Marco Schällibaum, ein solches Trainingslager ist immer auch ein grosser Kostenpunkt. Hat es sich gelohnt?

Marco Schällibaum: Definitiv. Einerseits waren die Rahmenbedingungen hier gut, andererseits ist es auch immer sehr wichtig, dass wir als Mannschaft zusammen arbeiten können. In Spanien haben wir neben dem Rasen auch den Tagesablauf zusammen gestaltet. Gerade auch in dieser Hinsicht habe ich eine tolle Mannschaft.

Woran machen Sie das fest?

Zum einen sind meine Spieler sehr pflichtbewusst, zum anderen haben wir einen sehr guten Teamspirit. Deshalb habe ich mich vor dem zweiten Testspiel vom Mittwoch bei der Mannschaft bedankt. Für das Verhalten auf, aber auch neben dem Platz. Gerade auch das Auftreten im Hotel hat mir sehr gut gepasst. Da zeigten sie sich ebenso diszipliniert wie auf dem Rasen.

Wie haben Sie die Trainingsbedingungen an der Costa del Sol erlebt?

Wir haben hier so arbeiten können, wie ich mir das vorgestellt habe. Mit zwei guten Testspielen, in denen wir auch den Rhythmus gefunden haben. Das Wetter war mit Ausnahme der beiden ersten Tage sehr gut. Die Temperaturen waren ideal. Mit dem ersten Trainingsplatz waren wir nicht ganz glücklich, deshalb haben wir diesen am Wochenende gewechselt. Aber insgesamt haben wir das Programm so durchziehen können, wie wir es angedacht hatten. Und das ist das Wichtigste.

Gab es Momente, in denen der «Lagerkoller» Einzug gehalten hat?

Für mich persönlich nicht. Wir verbringen hier schliesslich keine Ferien. Als Trainer steht man sowieso immer unter der Anspannung, dass etwas passieren könnte. Da läuft man nicht Gefahr, dass es so weit kommen könnte. Für die Spieler sieht es vielleicht etwas anders aus. Für sie waren es harte, sehr intensive Tage. Neben dem Training erfordert auch das Zusammenleben mehr Rücksicht untereinander. Da gab es vielleicht so gegen Sonntag schon ein kleines bisschen «Lagerkoller», aber das geht jeweils schnell vorüber.

Also kam der Team-Event zum richtigen Zeitpunkt?

Das Timing für das Rennen auf der Kartbahn war ideal.
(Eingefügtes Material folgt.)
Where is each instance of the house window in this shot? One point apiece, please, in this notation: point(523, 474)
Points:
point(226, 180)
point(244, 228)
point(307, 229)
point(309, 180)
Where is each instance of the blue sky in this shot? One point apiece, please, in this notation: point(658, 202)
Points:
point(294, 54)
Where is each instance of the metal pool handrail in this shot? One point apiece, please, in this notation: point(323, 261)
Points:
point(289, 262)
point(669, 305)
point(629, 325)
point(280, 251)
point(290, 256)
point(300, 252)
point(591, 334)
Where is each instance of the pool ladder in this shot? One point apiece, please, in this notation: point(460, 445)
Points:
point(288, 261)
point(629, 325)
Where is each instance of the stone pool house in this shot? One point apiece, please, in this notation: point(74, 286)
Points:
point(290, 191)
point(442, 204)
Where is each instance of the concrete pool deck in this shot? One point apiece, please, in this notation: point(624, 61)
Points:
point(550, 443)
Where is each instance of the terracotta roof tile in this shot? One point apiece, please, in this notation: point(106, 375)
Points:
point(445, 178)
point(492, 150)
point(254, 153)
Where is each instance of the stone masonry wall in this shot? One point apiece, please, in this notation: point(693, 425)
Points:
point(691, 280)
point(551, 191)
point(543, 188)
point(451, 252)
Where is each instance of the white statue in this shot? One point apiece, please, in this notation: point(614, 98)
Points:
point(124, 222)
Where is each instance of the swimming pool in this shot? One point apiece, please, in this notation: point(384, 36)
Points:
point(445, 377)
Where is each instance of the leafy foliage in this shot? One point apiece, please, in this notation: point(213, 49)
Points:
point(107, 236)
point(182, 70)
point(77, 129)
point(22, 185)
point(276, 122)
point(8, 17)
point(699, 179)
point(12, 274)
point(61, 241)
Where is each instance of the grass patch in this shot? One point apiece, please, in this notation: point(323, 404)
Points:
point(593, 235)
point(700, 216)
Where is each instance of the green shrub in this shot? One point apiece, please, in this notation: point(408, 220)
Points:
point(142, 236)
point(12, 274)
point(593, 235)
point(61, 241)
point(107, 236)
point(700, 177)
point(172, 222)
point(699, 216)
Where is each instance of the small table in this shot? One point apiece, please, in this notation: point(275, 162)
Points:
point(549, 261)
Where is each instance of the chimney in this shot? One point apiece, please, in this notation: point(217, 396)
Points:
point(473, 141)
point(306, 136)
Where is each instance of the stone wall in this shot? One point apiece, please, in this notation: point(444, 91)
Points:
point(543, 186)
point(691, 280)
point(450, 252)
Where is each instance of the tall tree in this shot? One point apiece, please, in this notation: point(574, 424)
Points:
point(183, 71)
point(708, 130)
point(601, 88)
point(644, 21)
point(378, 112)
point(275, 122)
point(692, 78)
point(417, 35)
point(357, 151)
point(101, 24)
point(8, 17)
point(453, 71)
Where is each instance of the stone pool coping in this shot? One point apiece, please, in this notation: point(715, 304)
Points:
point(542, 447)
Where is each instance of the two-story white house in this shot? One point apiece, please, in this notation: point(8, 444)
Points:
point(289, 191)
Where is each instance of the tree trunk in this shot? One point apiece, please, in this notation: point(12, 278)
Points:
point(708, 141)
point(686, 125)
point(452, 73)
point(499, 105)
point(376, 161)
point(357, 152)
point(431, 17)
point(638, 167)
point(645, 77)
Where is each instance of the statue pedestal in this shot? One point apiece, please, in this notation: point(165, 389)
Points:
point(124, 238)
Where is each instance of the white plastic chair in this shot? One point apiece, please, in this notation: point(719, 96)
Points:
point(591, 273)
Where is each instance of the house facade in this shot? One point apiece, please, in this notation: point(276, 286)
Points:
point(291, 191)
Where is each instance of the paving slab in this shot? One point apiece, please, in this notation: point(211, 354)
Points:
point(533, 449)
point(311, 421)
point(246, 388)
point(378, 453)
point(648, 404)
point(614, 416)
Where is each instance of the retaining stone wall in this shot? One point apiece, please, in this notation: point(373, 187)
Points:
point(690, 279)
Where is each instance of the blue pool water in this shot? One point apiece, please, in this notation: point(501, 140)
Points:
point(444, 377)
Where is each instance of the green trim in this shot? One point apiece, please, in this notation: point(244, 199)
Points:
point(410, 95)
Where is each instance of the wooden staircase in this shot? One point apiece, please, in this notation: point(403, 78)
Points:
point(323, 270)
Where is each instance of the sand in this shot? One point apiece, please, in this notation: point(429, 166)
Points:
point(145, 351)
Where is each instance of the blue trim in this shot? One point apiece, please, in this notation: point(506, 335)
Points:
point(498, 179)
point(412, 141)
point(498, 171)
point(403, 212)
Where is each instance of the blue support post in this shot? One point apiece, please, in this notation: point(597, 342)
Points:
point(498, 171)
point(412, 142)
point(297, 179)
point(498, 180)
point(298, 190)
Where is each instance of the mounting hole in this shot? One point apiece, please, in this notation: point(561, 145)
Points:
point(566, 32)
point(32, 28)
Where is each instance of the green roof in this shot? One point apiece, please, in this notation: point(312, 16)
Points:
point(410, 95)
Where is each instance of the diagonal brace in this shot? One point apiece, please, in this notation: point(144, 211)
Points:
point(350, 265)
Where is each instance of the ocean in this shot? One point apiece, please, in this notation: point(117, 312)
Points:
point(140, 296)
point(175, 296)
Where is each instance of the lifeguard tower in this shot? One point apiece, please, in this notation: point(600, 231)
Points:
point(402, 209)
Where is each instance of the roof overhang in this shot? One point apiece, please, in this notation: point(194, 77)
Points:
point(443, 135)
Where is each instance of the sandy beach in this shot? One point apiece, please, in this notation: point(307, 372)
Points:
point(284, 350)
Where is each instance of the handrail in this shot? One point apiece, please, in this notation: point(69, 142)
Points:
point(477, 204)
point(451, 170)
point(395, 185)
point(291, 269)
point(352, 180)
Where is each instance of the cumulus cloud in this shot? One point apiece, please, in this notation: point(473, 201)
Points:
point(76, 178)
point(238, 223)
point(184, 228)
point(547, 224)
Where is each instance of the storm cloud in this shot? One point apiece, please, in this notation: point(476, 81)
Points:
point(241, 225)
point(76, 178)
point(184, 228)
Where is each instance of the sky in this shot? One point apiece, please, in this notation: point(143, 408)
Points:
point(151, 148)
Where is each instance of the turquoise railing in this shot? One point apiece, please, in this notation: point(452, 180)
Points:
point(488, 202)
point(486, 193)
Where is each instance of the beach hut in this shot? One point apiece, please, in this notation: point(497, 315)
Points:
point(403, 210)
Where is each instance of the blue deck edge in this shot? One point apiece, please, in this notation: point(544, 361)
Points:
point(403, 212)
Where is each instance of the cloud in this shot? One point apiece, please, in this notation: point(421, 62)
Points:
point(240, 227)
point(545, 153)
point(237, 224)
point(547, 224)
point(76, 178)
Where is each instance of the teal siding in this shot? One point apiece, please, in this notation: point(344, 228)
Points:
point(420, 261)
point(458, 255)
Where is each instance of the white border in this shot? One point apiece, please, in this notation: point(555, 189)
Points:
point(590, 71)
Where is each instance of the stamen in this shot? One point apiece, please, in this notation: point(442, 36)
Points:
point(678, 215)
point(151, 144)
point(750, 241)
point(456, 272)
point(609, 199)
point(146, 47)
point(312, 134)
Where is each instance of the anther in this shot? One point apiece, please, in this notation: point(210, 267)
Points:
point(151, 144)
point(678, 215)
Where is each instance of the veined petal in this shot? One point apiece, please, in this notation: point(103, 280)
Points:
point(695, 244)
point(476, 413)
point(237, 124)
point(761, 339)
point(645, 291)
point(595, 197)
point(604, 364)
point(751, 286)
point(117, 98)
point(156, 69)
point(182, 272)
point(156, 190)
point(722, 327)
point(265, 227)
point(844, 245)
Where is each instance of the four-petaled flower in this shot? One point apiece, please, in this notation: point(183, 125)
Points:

Dieser Break hat für etwas Ablenkung gesorgt und so auch die Basis dafür geschaffen, dass wir die zweite Hälfte des Trainingslagers wieder voller Energie angehen konnten.

Welche neuen Erkenntnisse über Ihr Team haben Sie in Spanien gewonnen?

Dass wir noch flexibler sein können. Wir haben in den beiden Testspielen mit dem Zwei-Mann-Sturm und dem Zehner dahinter sehr offensiv gespielt. So können wir Spiele offensiv entscheiden. Sébastien (Wüthrich, Anm. d. Red.) hat in den Testspielen sehr gut gearbeitet. Ihm haben die Einsatzminuten nach seiner Verletzung sehr gut getan. Wenn man über einen Spieler mit seinen Qualitäten verfügt, dann muss man das auch nutzen. Gerade auch, weil er gut mit zwei Stürmern harmoniert. Auch defensiv wurde sehr gut gearbeitet. Jetzt muss ich entscheiden, wie die richtige Mischung zwischen offensivem Drang und defensiver Stabilität genau aussieht.

Ist Ihre Mannschaft bereit für den Rückrundenstart in einer guten Woche?

Der Fahrplan stimmt. Wir hatten zu Beginn der Vorbereitungen etwas Mühe mit den vielen kranken Spielern. Zusammen mit den Verletzten haben da manchmal acht, neun Spieler gefehlt. Doch jetzt konnten wir bis auf die Langzeitverletzten fast komplett trainieren. Die nötige Frische werden die Spieler bis zum Rückrundenstart wiedererlangt haben. Ich bin der Meinung, dass wir auf einem guten Weg sind.